J. Jota de Moraes, “O Que É Música” (Brasilense, 1983)
Morreu na madrugada de hoje o jornalista e crítico musical J. Jota de Moraes, vítima de insuficiência respiratória. De 1972 a 2003, foi crítico do “Jornal da Tarde”. Estava internado em um hospital de São Paulo; será velado e enterrado em Itapetininga, sua cidade natal. Ao longo de quase trinta anos de atividade crítica, deixou uma obra invejável e fundamental para que se entenda o cenário musical brasileiro. Convivemos pouco mais de três anos na redação do Grupo Estado. Lembro de algumas conversas no antigo fumódromo, sempre atentas ao que de mais novo se produzia mundo afora, sempre repletas de lembranças de grandes concertos que assistiu – e não sem uma dose de pessimismo com os rumos da música e do jornalismo musical. É possível discordar dele, jamais de sua importância como crítico e professor. Jota “ouviveu” a música como poucos.
Fiquei hospedado na casa do Jota, na Vila Madalena, faz quase 30 anos, quando vim a São Paulo para a fundação da Sociedade Brasileira de Musicologia.
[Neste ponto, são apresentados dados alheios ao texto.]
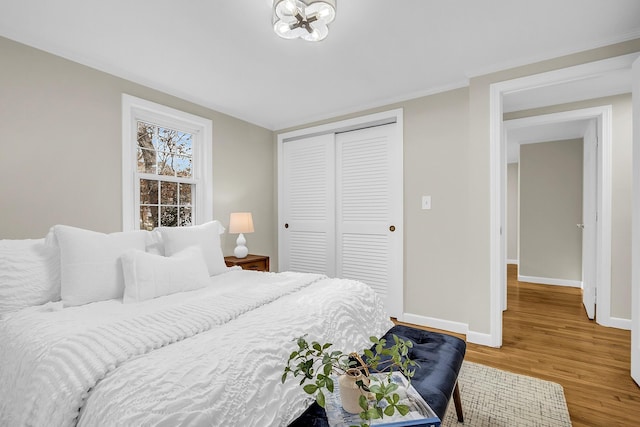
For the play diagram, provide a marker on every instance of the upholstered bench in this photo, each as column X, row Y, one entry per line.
column 439, row 357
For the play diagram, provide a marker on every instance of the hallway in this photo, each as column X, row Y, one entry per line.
column 546, row 334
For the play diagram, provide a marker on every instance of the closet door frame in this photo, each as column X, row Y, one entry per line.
column 395, row 303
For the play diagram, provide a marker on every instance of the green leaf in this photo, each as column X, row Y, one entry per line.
column 403, row 409
column 320, row 398
column 375, row 389
column 330, row 384
column 389, row 410
column 391, row 388
column 327, row 369
column 373, row 413
column 364, row 404
column 310, row 388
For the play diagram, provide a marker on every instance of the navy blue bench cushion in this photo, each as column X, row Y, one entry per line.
column 439, row 357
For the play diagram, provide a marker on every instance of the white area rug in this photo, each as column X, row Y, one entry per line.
column 495, row 398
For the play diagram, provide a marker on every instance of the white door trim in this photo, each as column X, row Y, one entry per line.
column 635, row 234
column 497, row 186
column 391, row 116
column 604, row 117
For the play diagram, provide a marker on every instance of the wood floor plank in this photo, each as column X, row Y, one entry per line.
column 546, row 334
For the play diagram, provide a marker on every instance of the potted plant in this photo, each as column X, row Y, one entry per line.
column 373, row 397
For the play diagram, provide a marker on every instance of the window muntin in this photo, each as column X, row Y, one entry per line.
column 166, row 166
column 164, row 160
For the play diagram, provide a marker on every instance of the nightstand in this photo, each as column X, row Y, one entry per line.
column 250, row 262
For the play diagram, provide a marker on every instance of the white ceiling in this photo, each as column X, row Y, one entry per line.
column 224, row 54
column 558, row 131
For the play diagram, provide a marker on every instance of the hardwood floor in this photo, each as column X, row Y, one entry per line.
column 547, row 335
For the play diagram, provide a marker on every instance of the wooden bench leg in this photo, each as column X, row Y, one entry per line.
column 458, row 402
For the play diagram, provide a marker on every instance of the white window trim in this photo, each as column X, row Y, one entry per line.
column 134, row 109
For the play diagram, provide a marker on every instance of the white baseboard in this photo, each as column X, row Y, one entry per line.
column 431, row 322
column 449, row 326
column 480, row 338
column 615, row 322
column 550, row 281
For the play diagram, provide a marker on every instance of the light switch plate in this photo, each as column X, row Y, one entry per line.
column 426, row 202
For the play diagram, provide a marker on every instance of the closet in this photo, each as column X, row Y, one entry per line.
column 341, row 207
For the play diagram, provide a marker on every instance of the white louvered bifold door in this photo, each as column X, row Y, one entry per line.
column 369, row 211
column 309, row 205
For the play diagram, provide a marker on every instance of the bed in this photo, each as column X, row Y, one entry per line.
column 152, row 329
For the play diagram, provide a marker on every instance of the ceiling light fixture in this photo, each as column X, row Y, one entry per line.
column 306, row 19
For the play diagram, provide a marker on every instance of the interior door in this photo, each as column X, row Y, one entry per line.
column 635, row 241
column 308, row 240
column 589, row 215
column 369, row 211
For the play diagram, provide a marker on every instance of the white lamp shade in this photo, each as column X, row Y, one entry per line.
column 241, row 222
column 305, row 19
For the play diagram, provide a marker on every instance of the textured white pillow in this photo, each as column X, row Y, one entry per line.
column 29, row 274
column 148, row 276
column 90, row 263
column 205, row 236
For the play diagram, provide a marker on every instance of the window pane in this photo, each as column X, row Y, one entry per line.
column 182, row 166
column 169, row 216
column 185, row 194
column 148, row 192
column 148, row 217
column 186, row 218
column 168, row 193
column 146, row 160
column 174, row 141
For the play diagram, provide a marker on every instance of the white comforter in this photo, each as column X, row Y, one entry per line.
column 209, row 357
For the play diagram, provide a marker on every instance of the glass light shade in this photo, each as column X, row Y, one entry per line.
column 305, row 19
column 240, row 222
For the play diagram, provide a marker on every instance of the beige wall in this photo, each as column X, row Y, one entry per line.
column 550, row 208
column 479, row 286
column 446, row 249
column 512, row 212
column 621, row 171
column 60, row 139
column 435, row 135
column 463, row 135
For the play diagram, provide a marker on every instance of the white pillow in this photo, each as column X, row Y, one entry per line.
column 29, row 274
column 148, row 276
column 205, row 236
column 90, row 263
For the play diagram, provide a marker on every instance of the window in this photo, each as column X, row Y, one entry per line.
column 166, row 166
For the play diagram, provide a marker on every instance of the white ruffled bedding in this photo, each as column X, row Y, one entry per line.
column 212, row 356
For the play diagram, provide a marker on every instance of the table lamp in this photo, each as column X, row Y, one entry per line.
column 241, row 222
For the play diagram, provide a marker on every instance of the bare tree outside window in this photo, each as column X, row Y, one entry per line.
column 165, row 159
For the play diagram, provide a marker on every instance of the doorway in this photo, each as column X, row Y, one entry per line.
column 590, row 125
column 544, row 86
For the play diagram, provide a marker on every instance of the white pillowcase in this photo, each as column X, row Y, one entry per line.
column 148, row 276
column 90, row 263
column 205, row 236
column 29, row 274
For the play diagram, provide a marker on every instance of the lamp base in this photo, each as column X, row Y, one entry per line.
column 241, row 251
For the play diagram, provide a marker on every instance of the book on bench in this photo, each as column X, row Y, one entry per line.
column 420, row 413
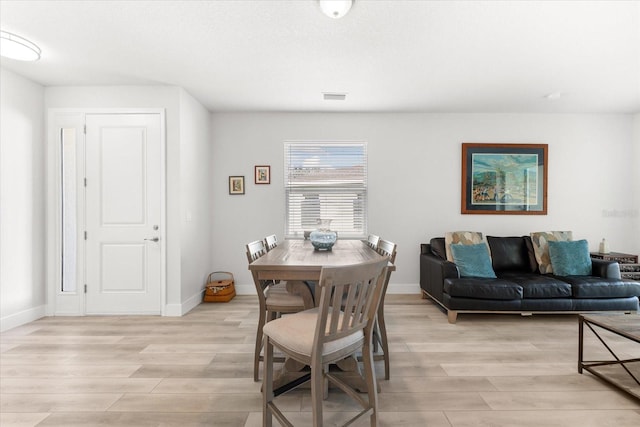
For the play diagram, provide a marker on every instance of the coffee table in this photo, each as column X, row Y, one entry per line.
column 621, row 373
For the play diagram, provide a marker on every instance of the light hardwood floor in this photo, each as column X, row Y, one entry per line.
column 486, row 370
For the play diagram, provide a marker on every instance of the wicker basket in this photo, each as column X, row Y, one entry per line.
column 220, row 287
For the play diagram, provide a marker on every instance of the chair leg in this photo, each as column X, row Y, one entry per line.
column 382, row 331
column 370, row 380
column 258, row 349
column 267, row 384
column 317, row 393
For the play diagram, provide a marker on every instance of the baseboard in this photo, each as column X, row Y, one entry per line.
column 21, row 318
column 178, row 310
column 394, row 288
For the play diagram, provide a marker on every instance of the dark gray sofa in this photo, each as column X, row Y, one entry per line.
column 519, row 286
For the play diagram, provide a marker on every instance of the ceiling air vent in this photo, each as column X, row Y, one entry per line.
column 333, row 96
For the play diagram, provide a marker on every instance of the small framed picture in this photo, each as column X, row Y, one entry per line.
column 263, row 174
column 236, row 185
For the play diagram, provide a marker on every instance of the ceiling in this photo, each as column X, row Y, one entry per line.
column 387, row 56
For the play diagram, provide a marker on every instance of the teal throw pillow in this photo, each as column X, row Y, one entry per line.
column 473, row 260
column 570, row 258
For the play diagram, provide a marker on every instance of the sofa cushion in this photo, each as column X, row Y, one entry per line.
column 570, row 258
column 540, row 240
column 437, row 247
column 483, row 288
column 599, row 287
column 539, row 286
column 462, row 237
column 512, row 254
column 473, row 260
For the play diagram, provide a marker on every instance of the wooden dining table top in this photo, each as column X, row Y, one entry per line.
column 298, row 260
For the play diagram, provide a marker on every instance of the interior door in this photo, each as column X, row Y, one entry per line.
column 123, row 214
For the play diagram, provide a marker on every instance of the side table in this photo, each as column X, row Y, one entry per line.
column 629, row 267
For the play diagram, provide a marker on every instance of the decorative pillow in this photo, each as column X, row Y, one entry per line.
column 511, row 254
column 540, row 240
column 460, row 237
column 473, row 260
column 570, row 258
column 438, row 248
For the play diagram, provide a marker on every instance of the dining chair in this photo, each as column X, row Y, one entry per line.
column 274, row 300
column 270, row 242
column 372, row 241
column 339, row 327
column 388, row 249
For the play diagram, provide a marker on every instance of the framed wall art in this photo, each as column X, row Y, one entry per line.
column 262, row 174
column 504, row 179
column 236, row 185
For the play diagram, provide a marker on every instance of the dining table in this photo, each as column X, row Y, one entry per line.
column 299, row 264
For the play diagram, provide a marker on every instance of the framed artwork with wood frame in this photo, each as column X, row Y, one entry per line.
column 504, row 179
column 236, row 185
column 262, row 174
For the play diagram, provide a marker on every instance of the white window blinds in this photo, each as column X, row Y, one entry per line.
column 328, row 181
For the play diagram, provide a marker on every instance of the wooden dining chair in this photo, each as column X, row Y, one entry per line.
column 270, row 242
column 339, row 327
column 372, row 241
column 388, row 249
column 274, row 300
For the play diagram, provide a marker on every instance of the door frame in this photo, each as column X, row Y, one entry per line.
column 73, row 303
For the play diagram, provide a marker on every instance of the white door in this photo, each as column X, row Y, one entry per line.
column 123, row 214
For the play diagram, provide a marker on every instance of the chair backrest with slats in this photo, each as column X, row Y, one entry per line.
column 349, row 298
column 387, row 248
column 255, row 250
column 270, row 242
column 372, row 241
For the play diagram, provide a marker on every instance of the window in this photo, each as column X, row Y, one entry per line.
column 325, row 180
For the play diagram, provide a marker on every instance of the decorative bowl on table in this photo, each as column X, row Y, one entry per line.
column 323, row 238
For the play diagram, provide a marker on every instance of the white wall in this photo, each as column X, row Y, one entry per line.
column 635, row 166
column 195, row 199
column 414, row 178
column 22, row 207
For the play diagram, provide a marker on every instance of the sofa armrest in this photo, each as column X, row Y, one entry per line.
column 605, row 269
column 433, row 271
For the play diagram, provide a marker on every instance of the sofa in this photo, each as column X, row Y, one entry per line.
column 519, row 285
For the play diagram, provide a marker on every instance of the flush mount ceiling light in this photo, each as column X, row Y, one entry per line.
column 334, row 96
column 335, row 9
column 16, row 47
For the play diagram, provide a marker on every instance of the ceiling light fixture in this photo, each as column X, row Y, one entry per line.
column 334, row 96
column 16, row 47
column 335, row 9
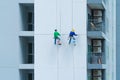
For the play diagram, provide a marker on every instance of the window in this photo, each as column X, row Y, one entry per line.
column 97, row 55
column 97, row 74
column 30, row 21
column 30, row 76
column 97, row 46
column 30, row 55
column 27, row 14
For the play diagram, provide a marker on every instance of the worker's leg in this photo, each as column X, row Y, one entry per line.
column 70, row 40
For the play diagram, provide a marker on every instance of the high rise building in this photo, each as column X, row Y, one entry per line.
column 28, row 52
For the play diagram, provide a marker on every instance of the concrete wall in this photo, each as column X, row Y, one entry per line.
column 9, row 41
column 64, row 62
column 117, row 39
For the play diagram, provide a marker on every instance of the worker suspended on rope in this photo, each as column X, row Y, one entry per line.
column 71, row 36
column 56, row 37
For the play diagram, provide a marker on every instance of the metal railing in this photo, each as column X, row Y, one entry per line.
column 96, row 25
column 96, row 58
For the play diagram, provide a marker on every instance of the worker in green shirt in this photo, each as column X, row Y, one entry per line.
column 56, row 37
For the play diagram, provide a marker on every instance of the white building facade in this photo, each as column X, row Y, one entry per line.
column 28, row 51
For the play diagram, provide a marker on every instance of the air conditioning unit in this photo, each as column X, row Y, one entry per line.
column 97, row 13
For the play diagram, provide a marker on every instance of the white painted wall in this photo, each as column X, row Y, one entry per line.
column 65, row 62
column 9, row 39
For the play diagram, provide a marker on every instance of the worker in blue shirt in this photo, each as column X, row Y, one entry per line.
column 71, row 35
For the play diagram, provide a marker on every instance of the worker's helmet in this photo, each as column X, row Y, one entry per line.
column 55, row 29
column 73, row 29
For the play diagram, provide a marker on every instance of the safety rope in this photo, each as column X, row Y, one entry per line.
column 73, row 48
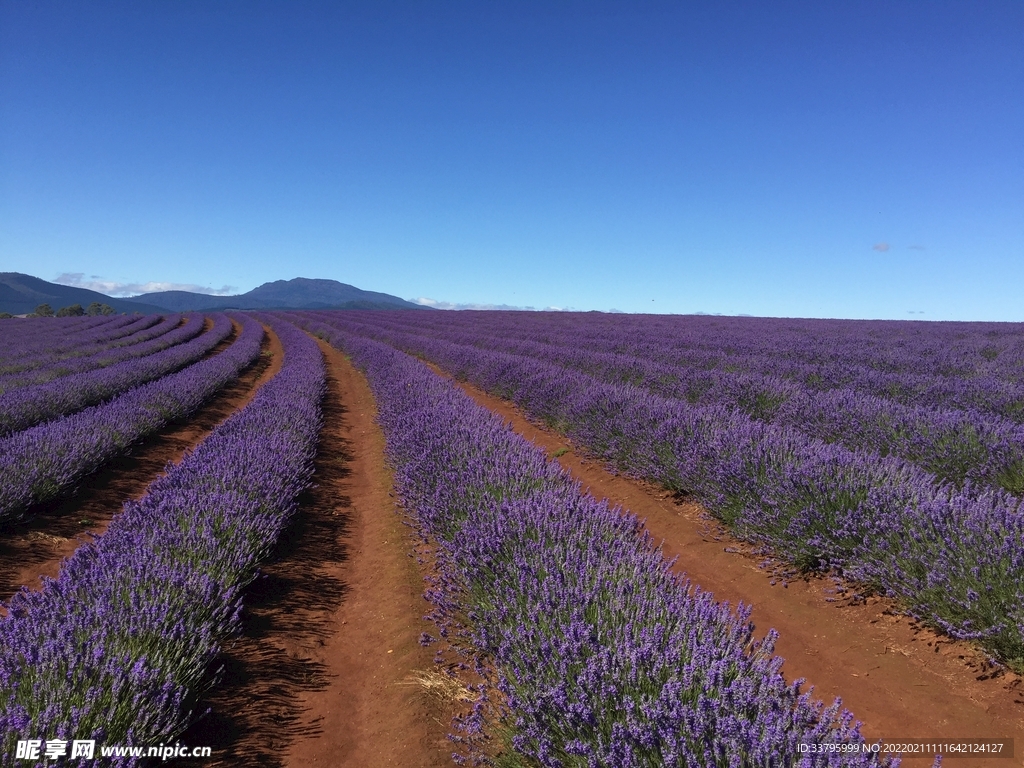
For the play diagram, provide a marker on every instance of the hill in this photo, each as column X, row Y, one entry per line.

Que pessoa boa, inteligente, sagaz. Vai com Deus J
Jota.
João,
Eu assustei ao ver a notícia, já que outro dia mesmo ele estava na Sala São Paulo e o texto — excelente, aliás — do programa de um recente concerto do Cultura Artística foi escrito por ele. Mas agora que você falou no “fumódromo” e em insuficiência respiratória eu entendi… Que pena.
O JJ prestou servicos por anos para a Cultura Artistica. Programando e escrevendo notas de programa. Recusava-se a usar email portanto trazia um diskette com o material todo mes. Entre ranzinza e bem humorado, causava um estardalhaco quando vinha ao escritorio portando a sua bengala.